Scorsese’s “Vinyl” is a broken record

The new HBO series captures the excesses of the music industry in Seventies New York. But it’s a shame he’s played this tune before

By Tom Shone

Great artists sometimes need to be dissuaded from tackling their inspiration head-on – the results can be dispiritingly literal. Steven Spielberg didn’t need to make “Hook”: we already knew he was a Peter Pannish wunderkind. David Cronenberg didn’t need to adapt “The Naked Lunch”: he’d been adapting William Burroughs his entire career. Martin Scorsese has spent his life importing the energy and spirit of rock ’n’ roll into areas not typically associated with it. He has made gangland seem rock’n’roll (“Goodfellas”). He has made Wall Street seem rock ’n’ roll (“The Wolf of Wall Street”). The idea for his new HBO series, “Vinyl”, which came originally from Mick Jagger, therefore swings somewhere between genius and tautology: can Scorsese invest rock ’n’ roll with the energy and spirit of rock ’n’ roll?

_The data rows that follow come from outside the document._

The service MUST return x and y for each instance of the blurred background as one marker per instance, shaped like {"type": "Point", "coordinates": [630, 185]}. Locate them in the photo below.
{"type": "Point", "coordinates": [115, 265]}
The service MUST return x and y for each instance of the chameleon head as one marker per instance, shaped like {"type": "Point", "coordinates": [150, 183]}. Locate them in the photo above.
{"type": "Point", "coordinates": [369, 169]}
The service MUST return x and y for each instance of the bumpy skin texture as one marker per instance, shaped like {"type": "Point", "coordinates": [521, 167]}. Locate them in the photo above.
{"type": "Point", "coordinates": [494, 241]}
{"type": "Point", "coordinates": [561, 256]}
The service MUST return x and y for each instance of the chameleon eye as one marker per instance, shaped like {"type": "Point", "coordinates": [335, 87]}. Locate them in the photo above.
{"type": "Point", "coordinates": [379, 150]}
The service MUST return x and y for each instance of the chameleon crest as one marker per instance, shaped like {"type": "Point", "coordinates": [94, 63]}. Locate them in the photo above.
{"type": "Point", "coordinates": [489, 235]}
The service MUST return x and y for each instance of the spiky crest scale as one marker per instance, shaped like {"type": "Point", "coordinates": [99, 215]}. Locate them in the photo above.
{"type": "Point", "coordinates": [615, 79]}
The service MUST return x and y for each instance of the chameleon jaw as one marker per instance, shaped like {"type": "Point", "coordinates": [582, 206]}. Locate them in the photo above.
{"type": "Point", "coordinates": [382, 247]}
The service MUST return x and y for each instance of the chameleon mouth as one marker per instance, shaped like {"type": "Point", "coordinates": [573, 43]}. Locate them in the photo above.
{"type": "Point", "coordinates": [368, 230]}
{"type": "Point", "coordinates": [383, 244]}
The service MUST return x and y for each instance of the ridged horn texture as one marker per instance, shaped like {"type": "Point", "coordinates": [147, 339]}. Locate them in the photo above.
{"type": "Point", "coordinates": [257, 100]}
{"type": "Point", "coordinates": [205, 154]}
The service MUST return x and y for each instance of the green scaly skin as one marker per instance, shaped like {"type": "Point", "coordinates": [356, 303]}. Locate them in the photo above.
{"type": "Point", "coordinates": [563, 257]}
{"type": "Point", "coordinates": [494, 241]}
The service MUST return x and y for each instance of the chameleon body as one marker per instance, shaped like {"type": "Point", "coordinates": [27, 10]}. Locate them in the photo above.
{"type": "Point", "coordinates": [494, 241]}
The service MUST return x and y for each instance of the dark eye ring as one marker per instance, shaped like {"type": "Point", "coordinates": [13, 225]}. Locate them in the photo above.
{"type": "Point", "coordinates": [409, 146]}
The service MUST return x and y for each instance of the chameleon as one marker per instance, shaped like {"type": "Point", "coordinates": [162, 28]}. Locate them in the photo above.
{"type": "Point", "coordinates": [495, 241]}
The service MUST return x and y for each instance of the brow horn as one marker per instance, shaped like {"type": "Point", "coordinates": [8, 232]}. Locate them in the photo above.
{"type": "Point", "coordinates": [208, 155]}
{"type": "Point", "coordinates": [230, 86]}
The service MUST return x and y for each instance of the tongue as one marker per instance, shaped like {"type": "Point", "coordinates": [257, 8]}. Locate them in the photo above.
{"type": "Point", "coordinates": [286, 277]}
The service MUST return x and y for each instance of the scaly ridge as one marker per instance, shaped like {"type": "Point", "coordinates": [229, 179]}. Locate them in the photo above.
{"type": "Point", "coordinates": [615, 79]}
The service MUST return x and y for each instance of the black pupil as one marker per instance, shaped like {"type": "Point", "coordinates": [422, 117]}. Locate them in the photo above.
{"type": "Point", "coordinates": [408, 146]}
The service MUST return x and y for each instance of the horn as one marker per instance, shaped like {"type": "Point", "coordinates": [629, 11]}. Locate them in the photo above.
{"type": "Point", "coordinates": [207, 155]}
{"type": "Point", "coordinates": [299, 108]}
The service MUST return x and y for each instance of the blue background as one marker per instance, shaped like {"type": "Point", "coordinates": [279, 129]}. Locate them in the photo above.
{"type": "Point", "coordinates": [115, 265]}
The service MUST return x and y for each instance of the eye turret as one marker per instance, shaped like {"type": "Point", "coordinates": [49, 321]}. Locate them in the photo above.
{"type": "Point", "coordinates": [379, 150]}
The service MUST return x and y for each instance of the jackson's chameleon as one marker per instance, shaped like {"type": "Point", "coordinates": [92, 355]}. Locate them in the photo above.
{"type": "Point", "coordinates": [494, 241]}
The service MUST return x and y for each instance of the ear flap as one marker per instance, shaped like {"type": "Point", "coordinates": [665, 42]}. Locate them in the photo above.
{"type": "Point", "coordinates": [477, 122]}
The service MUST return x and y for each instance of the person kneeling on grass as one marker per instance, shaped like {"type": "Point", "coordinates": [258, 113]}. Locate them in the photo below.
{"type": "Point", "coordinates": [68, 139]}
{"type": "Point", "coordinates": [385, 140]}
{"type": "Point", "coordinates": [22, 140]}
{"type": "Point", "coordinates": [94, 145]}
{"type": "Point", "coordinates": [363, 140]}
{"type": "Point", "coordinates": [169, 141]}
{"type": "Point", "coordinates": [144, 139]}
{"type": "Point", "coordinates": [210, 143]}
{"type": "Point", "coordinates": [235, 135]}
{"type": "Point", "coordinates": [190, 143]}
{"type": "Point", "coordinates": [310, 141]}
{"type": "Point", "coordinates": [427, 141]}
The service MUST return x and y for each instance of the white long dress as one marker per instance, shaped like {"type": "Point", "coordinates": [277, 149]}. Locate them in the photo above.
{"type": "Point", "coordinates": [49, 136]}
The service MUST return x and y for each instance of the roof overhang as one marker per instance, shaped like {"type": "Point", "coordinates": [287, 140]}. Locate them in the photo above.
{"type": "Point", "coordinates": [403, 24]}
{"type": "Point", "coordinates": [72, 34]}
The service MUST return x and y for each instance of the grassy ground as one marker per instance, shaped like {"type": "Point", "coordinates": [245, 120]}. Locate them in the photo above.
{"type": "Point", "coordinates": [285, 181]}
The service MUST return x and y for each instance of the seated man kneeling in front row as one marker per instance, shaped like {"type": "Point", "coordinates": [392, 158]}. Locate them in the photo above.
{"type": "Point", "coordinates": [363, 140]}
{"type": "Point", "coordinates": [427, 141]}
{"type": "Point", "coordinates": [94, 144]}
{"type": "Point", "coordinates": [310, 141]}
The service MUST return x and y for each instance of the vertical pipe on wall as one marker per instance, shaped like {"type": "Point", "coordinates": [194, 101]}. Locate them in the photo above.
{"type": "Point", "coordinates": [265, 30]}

Bobby Cannavale plays a 1970s Italian-American record producer called Richie Finestra, who has, as he puts it, struck it “ridiculously stinking fucking rich”. He is about to become even richer when a German media conglomerate, Polygram, buys his moribund record company, American Century Music. Hoovering up coke with his clients for days on end, trying to secure Led Zeppelin before the Germans sign, struggling to keep his marriage to a former Andy Warhol Factory girl called Devon (Olivia Wilde) intact, Richie is a lost soul on a fast track down. This is a Scorsese specialty, and in the first episode, which he directed, he supplies a New York to match his gutter’s-eye memory of the period. We get subways covered with graffiti, garbage-strewn streets, clubs littered with bodies. And if the flying phones don’t hit you, duck for the incoming name-drops: “So I was with Daltry and Moon…”, “Andy asked after you the other night, Lou was with us…”, “Donny fucking Osmond — can you believe it?”